Nested Modules in PyTorch and the parameters update

sinaabdollahi · February 25, 2020, 3:28am

Suppose that I defined a class as follows:

class A(nn.Module):
    def __init__(self, some_params):
          #SOMETHING HERE (for example several Linear)
    def forward(self, x):
          #SOMETHING ELSE HERE

Now, suppose I want to use an array of class A in another model. Does the following way work?

class B(nn.Module):
    def __init__(self, some_params):
          self.a = [ ]
          for i in range(100):
                 self.a.append(A(some_params))
    def forward(self, x):
          outs = [ ]
          for i in range(100):
                 out = self.a(x[ i ])
                 outs.append(out)
           outs_concat = outs[0]
           for i in range(1,100):
                 outs_concat = torch.cat((outs_concat, outs[ i ]), 1)

Moreover, would someone please tell me how can I be sure about the parameters? Do the parameters in module A act as paramters of module B? Because I want to update all parameters when I call optimizer and I do not know how to become sure about updating all parameters.
I am looking forward to see your solutions.
Regards,
Sina

ptrblck · February 25, 2020, 5:27am

This won’t work, as your A module won’t be registered in a plain Python list, so you would have to use a nn.ModuleList instead.
This will make sure to register the passed module as well as all parameters in the parent module.
Calling B.parameters() will thus yield all parameters.
You could double check it via print(dict(modelB.named_parameters())).

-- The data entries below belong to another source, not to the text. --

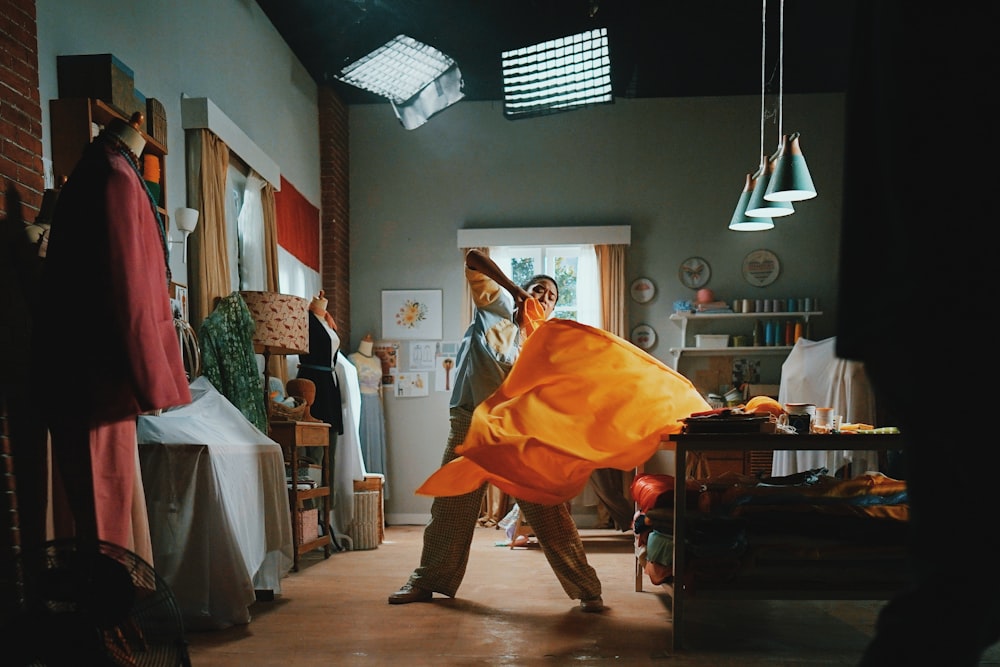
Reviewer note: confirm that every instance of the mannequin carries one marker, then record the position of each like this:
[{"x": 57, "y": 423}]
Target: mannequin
[
  {"x": 319, "y": 365},
  {"x": 372, "y": 429},
  {"x": 106, "y": 232}
]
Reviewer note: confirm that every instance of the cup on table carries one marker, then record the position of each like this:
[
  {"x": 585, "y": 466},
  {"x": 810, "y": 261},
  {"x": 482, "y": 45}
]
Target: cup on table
[
  {"x": 800, "y": 416},
  {"x": 823, "y": 421}
]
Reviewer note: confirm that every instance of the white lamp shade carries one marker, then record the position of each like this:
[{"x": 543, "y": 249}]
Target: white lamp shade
[{"x": 186, "y": 219}]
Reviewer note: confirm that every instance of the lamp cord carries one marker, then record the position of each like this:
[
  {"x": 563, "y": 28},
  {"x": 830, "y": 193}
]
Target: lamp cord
[
  {"x": 781, "y": 70},
  {"x": 763, "y": 55}
]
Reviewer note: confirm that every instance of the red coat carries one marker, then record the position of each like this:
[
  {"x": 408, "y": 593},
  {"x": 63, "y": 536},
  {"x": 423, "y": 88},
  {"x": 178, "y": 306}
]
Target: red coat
[{"x": 108, "y": 346}]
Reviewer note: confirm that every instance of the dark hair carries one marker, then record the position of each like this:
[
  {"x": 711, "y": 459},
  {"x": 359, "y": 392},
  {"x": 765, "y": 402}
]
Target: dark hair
[{"x": 541, "y": 276}]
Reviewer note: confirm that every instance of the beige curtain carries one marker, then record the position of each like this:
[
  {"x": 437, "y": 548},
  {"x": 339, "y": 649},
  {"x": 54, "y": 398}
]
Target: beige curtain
[
  {"x": 278, "y": 366},
  {"x": 611, "y": 264},
  {"x": 207, "y": 253}
]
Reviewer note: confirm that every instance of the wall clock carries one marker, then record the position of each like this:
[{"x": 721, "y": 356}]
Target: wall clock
[
  {"x": 643, "y": 290},
  {"x": 643, "y": 336},
  {"x": 761, "y": 267},
  {"x": 694, "y": 272}
]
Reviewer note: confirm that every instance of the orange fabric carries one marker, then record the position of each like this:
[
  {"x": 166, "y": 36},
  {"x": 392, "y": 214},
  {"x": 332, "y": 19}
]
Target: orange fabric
[{"x": 578, "y": 399}]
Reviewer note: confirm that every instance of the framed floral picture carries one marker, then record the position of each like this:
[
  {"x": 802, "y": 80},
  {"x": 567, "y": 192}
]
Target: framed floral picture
[{"x": 411, "y": 314}]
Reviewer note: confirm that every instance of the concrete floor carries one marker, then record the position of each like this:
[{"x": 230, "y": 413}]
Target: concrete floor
[{"x": 512, "y": 611}]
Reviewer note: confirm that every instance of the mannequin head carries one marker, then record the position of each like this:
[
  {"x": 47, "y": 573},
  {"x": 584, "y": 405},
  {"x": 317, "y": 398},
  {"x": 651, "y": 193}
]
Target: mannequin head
[
  {"x": 128, "y": 133},
  {"x": 366, "y": 345}
]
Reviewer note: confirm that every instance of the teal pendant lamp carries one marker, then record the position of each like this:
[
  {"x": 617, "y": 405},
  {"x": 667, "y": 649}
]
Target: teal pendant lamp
[
  {"x": 740, "y": 221},
  {"x": 758, "y": 207},
  {"x": 791, "y": 180},
  {"x": 753, "y": 213}
]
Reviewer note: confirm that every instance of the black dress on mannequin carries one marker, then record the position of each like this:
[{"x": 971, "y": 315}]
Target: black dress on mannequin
[{"x": 319, "y": 365}]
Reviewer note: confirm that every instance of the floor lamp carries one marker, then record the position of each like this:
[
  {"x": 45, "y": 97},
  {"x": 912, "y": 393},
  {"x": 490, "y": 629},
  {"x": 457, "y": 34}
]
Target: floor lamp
[{"x": 281, "y": 327}]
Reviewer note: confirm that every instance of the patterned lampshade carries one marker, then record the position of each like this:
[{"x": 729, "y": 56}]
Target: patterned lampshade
[{"x": 282, "y": 322}]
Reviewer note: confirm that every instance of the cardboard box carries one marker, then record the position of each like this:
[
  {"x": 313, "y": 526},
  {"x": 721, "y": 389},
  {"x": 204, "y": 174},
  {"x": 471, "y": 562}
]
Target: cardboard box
[
  {"x": 99, "y": 76},
  {"x": 712, "y": 341},
  {"x": 308, "y": 525},
  {"x": 156, "y": 120}
]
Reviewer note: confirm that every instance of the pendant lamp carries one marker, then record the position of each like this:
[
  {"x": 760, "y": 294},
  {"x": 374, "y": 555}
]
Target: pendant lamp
[
  {"x": 758, "y": 207},
  {"x": 740, "y": 221},
  {"x": 790, "y": 180},
  {"x": 753, "y": 213}
]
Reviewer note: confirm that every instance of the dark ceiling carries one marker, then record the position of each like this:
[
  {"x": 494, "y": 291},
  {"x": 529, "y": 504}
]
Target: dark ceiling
[{"x": 658, "y": 48}]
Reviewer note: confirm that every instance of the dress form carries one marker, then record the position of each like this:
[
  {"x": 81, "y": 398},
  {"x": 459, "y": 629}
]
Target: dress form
[{"x": 372, "y": 426}]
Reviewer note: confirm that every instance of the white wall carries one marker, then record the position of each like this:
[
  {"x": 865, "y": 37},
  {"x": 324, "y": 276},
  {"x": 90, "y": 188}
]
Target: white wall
[
  {"x": 673, "y": 169},
  {"x": 225, "y": 50}
]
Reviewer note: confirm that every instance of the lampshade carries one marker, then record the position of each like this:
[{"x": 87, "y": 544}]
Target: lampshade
[
  {"x": 758, "y": 207},
  {"x": 282, "y": 322},
  {"x": 791, "y": 180},
  {"x": 186, "y": 218},
  {"x": 740, "y": 222}
]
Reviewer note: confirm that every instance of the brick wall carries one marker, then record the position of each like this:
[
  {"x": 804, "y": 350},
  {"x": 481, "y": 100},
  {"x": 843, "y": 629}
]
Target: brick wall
[
  {"x": 335, "y": 241},
  {"x": 20, "y": 111}
]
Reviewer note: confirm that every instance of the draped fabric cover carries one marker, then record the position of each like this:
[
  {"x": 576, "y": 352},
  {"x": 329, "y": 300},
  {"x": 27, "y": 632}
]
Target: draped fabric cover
[{"x": 578, "y": 399}]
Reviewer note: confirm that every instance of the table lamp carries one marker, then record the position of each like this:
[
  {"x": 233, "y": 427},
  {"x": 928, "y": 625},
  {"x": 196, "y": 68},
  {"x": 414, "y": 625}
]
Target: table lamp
[{"x": 282, "y": 327}]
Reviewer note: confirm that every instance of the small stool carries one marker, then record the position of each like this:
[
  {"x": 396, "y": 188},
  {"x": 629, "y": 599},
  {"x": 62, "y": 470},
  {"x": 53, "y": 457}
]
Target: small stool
[{"x": 375, "y": 482}]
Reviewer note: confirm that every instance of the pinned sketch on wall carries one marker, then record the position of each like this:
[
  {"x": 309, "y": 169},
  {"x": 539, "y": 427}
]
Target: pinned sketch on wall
[
  {"x": 444, "y": 375},
  {"x": 422, "y": 356},
  {"x": 411, "y": 314},
  {"x": 388, "y": 353},
  {"x": 411, "y": 384}
]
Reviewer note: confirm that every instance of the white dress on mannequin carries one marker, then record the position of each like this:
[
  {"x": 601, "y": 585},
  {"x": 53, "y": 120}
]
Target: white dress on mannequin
[{"x": 813, "y": 373}]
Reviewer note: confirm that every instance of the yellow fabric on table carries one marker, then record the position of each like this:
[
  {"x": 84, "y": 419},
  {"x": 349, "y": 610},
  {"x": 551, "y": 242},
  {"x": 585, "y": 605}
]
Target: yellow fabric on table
[{"x": 578, "y": 398}]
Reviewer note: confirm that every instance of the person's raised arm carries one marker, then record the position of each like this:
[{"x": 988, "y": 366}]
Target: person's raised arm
[{"x": 478, "y": 261}]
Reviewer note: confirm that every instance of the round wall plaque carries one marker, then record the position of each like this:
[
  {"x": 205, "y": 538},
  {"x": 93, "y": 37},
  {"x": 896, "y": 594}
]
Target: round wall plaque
[
  {"x": 643, "y": 336},
  {"x": 761, "y": 267},
  {"x": 643, "y": 290}
]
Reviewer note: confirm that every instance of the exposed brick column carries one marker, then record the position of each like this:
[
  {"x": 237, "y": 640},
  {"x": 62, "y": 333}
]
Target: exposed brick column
[
  {"x": 335, "y": 241},
  {"x": 20, "y": 111}
]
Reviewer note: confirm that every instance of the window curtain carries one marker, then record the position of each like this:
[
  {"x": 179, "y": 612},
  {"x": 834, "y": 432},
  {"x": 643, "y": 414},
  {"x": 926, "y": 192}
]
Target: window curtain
[
  {"x": 207, "y": 252},
  {"x": 611, "y": 487},
  {"x": 210, "y": 272},
  {"x": 611, "y": 266}
]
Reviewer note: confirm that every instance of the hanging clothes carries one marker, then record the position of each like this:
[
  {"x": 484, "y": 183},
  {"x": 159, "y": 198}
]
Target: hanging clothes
[
  {"x": 108, "y": 236},
  {"x": 372, "y": 427},
  {"x": 319, "y": 365},
  {"x": 813, "y": 373}
]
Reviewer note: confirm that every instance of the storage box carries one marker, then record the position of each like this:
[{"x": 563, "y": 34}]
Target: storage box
[
  {"x": 99, "y": 76},
  {"x": 711, "y": 341},
  {"x": 308, "y": 525},
  {"x": 156, "y": 120}
]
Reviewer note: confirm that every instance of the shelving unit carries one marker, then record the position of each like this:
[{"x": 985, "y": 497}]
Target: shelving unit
[
  {"x": 291, "y": 435},
  {"x": 684, "y": 320}
]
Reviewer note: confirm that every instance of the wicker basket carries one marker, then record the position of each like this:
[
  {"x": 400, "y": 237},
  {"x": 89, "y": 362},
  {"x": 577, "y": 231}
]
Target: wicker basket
[{"x": 282, "y": 412}]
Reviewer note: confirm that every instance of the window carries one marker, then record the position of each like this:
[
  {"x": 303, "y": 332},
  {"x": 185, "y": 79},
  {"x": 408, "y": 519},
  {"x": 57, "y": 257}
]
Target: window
[
  {"x": 245, "y": 227},
  {"x": 573, "y": 266}
]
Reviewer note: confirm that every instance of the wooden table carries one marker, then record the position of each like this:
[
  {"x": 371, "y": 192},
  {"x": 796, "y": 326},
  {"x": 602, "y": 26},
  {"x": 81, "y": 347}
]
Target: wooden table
[{"x": 708, "y": 442}]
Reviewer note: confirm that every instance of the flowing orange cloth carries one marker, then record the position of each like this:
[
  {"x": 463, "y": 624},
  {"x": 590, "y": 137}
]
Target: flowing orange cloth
[{"x": 577, "y": 399}]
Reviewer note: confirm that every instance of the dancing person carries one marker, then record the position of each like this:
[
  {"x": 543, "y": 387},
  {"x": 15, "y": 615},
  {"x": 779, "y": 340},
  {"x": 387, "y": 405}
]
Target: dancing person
[{"x": 488, "y": 351}]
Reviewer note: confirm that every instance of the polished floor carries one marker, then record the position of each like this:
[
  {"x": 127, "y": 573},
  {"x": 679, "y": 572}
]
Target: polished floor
[{"x": 512, "y": 611}]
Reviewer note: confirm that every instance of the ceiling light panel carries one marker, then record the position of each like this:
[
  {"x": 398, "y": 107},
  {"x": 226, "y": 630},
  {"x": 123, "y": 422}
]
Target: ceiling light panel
[
  {"x": 557, "y": 75},
  {"x": 397, "y": 70}
]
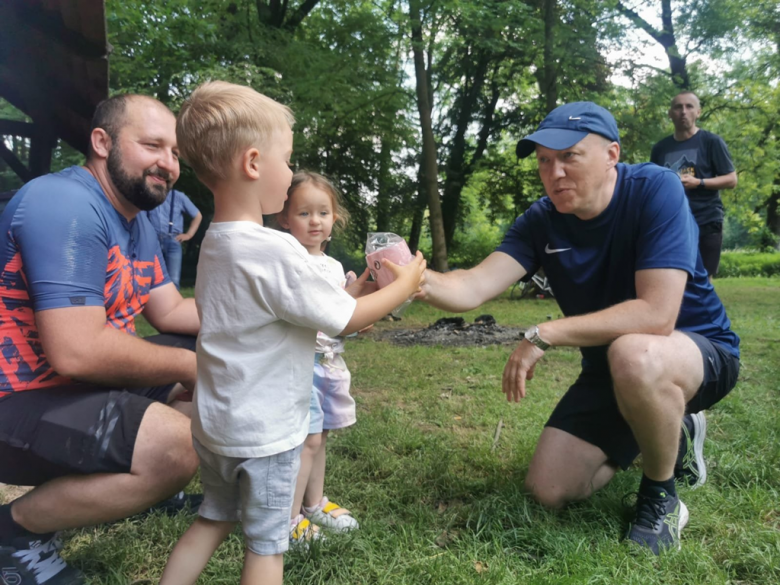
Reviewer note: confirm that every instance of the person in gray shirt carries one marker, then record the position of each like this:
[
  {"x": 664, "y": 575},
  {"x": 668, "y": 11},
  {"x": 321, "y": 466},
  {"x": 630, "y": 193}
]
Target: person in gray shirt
[
  {"x": 168, "y": 221},
  {"x": 702, "y": 161}
]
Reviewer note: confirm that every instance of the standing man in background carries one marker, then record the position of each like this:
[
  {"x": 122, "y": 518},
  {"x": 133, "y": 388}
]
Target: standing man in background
[
  {"x": 702, "y": 161},
  {"x": 168, "y": 221}
]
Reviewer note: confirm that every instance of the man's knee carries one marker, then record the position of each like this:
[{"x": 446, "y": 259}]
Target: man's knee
[
  {"x": 633, "y": 363},
  {"x": 163, "y": 449},
  {"x": 548, "y": 495}
]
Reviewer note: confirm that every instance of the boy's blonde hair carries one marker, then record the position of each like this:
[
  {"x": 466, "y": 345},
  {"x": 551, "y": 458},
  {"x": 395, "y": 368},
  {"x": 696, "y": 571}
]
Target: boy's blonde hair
[
  {"x": 220, "y": 119},
  {"x": 341, "y": 215}
]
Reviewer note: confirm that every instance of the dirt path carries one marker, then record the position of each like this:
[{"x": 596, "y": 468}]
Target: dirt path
[
  {"x": 454, "y": 331},
  {"x": 9, "y": 493}
]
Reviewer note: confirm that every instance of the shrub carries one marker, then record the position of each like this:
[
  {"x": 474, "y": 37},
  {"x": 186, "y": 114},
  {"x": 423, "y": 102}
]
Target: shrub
[{"x": 741, "y": 263}]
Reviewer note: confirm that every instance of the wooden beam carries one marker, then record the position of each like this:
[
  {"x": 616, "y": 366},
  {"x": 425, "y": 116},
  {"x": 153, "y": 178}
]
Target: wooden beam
[
  {"x": 16, "y": 165},
  {"x": 51, "y": 24},
  {"x": 16, "y": 128},
  {"x": 41, "y": 148}
]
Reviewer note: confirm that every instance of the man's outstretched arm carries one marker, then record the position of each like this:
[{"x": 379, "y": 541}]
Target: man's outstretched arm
[
  {"x": 168, "y": 312},
  {"x": 653, "y": 312},
  {"x": 463, "y": 290}
]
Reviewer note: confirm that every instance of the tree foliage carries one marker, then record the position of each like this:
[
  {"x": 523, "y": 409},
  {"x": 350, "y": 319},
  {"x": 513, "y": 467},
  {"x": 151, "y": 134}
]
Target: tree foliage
[{"x": 492, "y": 69}]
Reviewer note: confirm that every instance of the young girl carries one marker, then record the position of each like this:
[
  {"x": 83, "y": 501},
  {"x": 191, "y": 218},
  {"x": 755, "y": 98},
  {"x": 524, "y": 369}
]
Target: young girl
[{"x": 312, "y": 209}]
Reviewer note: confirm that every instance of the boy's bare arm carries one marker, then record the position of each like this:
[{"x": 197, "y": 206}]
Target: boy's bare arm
[{"x": 371, "y": 308}]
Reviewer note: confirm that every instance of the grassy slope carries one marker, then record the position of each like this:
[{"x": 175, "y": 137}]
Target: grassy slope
[{"x": 438, "y": 505}]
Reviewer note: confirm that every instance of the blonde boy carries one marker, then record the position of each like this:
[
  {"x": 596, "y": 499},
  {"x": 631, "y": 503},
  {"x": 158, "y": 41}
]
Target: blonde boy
[{"x": 261, "y": 304}]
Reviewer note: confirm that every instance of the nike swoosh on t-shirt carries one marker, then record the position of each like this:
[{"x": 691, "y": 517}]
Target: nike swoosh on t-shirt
[{"x": 554, "y": 251}]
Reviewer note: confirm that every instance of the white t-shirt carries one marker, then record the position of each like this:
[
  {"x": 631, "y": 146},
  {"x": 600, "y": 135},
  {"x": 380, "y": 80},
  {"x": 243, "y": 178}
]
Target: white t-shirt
[
  {"x": 332, "y": 270},
  {"x": 261, "y": 302}
]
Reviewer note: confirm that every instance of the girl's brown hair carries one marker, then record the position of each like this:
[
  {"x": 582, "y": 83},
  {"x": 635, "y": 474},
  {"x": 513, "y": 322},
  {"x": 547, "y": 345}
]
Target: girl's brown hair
[{"x": 321, "y": 182}]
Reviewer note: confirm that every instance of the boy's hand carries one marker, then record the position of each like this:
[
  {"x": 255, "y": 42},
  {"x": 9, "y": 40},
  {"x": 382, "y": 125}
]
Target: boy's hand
[
  {"x": 412, "y": 274},
  {"x": 360, "y": 287}
]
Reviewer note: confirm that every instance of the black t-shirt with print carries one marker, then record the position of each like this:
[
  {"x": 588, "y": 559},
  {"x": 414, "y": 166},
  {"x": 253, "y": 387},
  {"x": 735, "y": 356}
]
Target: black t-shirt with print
[{"x": 704, "y": 155}]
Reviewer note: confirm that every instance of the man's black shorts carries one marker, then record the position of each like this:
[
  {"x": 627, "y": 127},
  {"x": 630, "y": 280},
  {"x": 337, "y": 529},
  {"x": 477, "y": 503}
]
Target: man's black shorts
[
  {"x": 63, "y": 430},
  {"x": 590, "y": 412},
  {"x": 710, "y": 243}
]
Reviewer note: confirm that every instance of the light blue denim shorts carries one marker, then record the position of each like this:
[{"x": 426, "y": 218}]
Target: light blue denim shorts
[
  {"x": 331, "y": 406},
  {"x": 258, "y": 492}
]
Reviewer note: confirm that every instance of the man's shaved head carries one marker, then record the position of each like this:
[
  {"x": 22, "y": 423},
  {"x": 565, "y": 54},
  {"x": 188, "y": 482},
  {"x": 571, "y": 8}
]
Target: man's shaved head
[
  {"x": 111, "y": 114},
  {"x": 686, "y": 93}
]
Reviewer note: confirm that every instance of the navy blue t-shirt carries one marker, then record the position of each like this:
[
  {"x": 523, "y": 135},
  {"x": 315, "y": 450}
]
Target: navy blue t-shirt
[
  {"x": 591, "y": 264},
  {"x": 62, "y": 244}
]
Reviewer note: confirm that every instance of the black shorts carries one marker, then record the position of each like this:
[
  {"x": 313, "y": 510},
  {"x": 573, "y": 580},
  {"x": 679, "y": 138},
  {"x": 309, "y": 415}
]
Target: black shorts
[
  {"x": 710, "y": 243},
  {"x": 590, "y": 412},
  {"x": 84, "y": 429}
]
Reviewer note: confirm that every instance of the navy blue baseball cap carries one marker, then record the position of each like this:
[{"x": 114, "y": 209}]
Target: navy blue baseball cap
[{"x": 566, "y": 125}]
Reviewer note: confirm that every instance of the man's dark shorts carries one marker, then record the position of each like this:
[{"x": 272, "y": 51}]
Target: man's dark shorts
[
  {"x": 59, "y": 431},
  {"x": 589, "y": 410},
  {"x": 710, "y": 243}
]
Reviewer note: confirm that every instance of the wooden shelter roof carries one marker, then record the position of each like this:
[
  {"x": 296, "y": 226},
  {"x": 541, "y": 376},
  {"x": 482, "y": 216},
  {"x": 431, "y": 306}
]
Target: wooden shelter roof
[{"x": 54, "y": 66}]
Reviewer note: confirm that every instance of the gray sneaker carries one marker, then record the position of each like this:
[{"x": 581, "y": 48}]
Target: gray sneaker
[
  {"x": 658, "y": 522},
  {"x": 36, "y": 561}
]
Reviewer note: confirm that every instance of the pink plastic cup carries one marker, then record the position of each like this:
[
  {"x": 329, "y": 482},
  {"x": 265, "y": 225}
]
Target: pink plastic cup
[{"x": 397, "y": 254}]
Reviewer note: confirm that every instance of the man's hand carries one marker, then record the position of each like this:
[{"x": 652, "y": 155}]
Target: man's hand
[
  {"x": 690, "y": 182},
  {"x": 519, "y": 368},
  {"x": 360, "y": 286},
  {"x": 411, "y": 274}
]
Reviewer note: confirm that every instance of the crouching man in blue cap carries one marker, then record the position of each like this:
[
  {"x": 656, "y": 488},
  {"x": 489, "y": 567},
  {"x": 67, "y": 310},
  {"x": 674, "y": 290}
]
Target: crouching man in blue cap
[{"x": 619, "y": 246}]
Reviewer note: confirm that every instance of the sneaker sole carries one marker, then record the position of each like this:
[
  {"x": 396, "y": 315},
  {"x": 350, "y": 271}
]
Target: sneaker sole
[{"x": 700, "y": 432}]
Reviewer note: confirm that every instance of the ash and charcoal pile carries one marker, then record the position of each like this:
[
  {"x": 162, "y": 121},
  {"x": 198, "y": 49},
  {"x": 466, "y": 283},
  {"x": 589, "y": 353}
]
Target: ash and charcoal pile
[{"x": 455, "y": 331}]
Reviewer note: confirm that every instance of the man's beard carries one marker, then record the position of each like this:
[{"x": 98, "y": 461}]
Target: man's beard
[{"x": 135, "y": 189}]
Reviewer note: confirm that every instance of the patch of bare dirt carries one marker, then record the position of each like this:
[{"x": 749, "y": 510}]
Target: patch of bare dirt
[
  {"x": 455, "y": 331},
  {"x": 8, "y": 493}
]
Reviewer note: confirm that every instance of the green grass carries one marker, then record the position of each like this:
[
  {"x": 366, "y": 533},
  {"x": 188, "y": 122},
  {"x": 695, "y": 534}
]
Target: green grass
[{"x": 438, "y": 505}]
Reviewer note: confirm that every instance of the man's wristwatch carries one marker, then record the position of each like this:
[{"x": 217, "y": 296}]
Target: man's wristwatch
[{"x": 532, "y": 335}]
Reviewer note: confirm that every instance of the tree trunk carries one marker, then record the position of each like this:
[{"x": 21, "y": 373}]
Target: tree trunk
[
  {"x": 456, "y": 171},
  {"x": 383, "y": 188},
  {"x": 429, "y": 161},
  {"x": 419, "y": 215},
  {"x": 549, "y": 86},
  {"x": 773, "y": 210},
  {"x": 666, "y": 38}
]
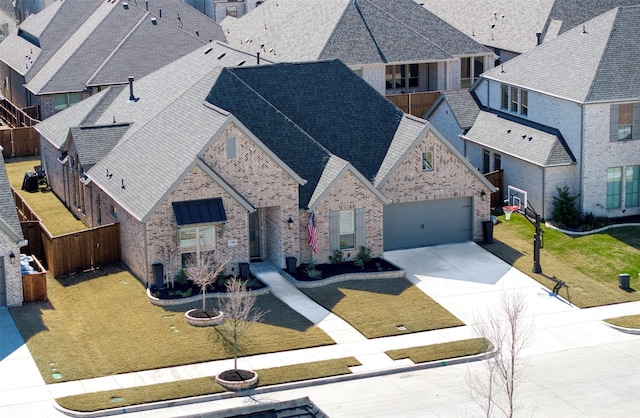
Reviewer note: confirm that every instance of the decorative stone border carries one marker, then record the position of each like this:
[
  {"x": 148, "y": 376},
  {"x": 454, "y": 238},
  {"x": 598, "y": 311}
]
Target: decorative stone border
[
  {"x": 197, "y": 298},
  {"x": 237, "y": 385},
  {"x": 203, "y": 322},
  {"x": 345, "y": 277},
  {"x": 594, "y": 231}
]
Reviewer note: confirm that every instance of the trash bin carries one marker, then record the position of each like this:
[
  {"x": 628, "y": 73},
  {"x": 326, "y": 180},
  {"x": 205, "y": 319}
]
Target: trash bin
[
  {"x": 623, "y": 281},
  {"x": 291, "y": 264},
  {"x": 487, "y": 232},
  {"x": 158, "y": 274},
  {"x": 244, "y": 270}
]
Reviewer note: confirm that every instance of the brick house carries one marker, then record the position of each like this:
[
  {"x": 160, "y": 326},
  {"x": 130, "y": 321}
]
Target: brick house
[
  {"x": 11, "y": 239},
  {"x": 237, "y": 159},
  {"x": 565, "y": 113},
  {"x": 74, "y": 48}
]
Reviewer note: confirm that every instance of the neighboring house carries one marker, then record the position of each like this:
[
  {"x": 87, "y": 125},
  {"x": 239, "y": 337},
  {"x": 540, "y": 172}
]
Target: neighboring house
[
  {"x": 219, "y": 9},
  {"x": 512, "y": 27},
  {"x": 74, "y": 48},
  {"x": 11, "y": 239},
  {"x": 453, "y": 114},
  {"x": 236, "y": 160},
  {"x": 567, "y": 113},
  {"x": 8, "y": 18},
  {"x": 396, "y": 46}
]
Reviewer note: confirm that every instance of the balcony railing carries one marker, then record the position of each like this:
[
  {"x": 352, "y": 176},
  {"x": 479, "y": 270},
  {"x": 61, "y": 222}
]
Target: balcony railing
[{"x": 416, "y": 104}]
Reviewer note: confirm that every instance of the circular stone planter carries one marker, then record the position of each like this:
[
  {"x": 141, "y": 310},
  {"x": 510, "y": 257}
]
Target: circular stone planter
[
  {"x": 237, "y": 379},
  {"x": 200, "y": 318}
]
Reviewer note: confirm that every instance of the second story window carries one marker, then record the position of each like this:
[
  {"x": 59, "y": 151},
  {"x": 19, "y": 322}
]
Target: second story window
[{"x": 514, "y": 99}]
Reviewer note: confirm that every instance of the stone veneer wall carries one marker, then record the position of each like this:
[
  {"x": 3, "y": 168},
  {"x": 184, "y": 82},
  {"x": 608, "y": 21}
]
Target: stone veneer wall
[
  {"x": 450, "y": 178},
  {"x": 348, "y": 193},
  {"x": 13, "y": 275}
]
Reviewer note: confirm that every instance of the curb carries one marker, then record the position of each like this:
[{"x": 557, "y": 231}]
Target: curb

sinaabdollahi · February 25, 2020, 6:04am

Thanks.
Would you please tell me how can I iterate ModuleList in forward method?
Thanks

ptrblck · February 25, 2020, 6:12am

You can iterate it like a plain Python list. It’s a drop-in replacement, which makes sure to register all parameters.

sinaabdollahi · March 2, 2020, 7:11am

Whenever I use the following code in “forward” method of class B, it does not work for multi-instances:

for i in range(10):
    out = self.a[i](X[i])

My mean is that suppose the input array be in shape (batch_size, 5, 10) and batch_size = 3
then, when I input the input array into instance of class B, it will rise an error of array index out of bound.

b = B()
y_hat = b(input_array[index : index + batch_size])

Would you please help me to know how to work with batches in this case?

ptrblck · March 2, 2020, 7:18am

I assume you would like to feed the batch to the first layer and then pipe the output through all others?
If so, then this code snippet should work:

out = self.a[0](X)
for i in range(1, 10):
    out = self.a[i](out)

sinaabdollahi · March 2, 2020, 7:21am

Actually, each instance (sample) of X has different features and each feature must feed to each self.a[ i ] separately, then I would like to concatenate all of their outputs.

ptrblck · March 2, 2020, 7:23am

What’s the shape of X?
If it’s [batch_size, nb_features=10], then this should work:

out = []
for i in range(10):
    out.append(self.a[i](X[:, i])
out = torch.stack(out)

sinaabdollahi · March 2, 2020, 7:24am

In this example, we have (batch_size, 5, 10) input.
It means that I have batch_size samples, 5 features, and each feature is a vector of size 10.
Now, I want to feed each feature i to its corresponding self.a[ i ].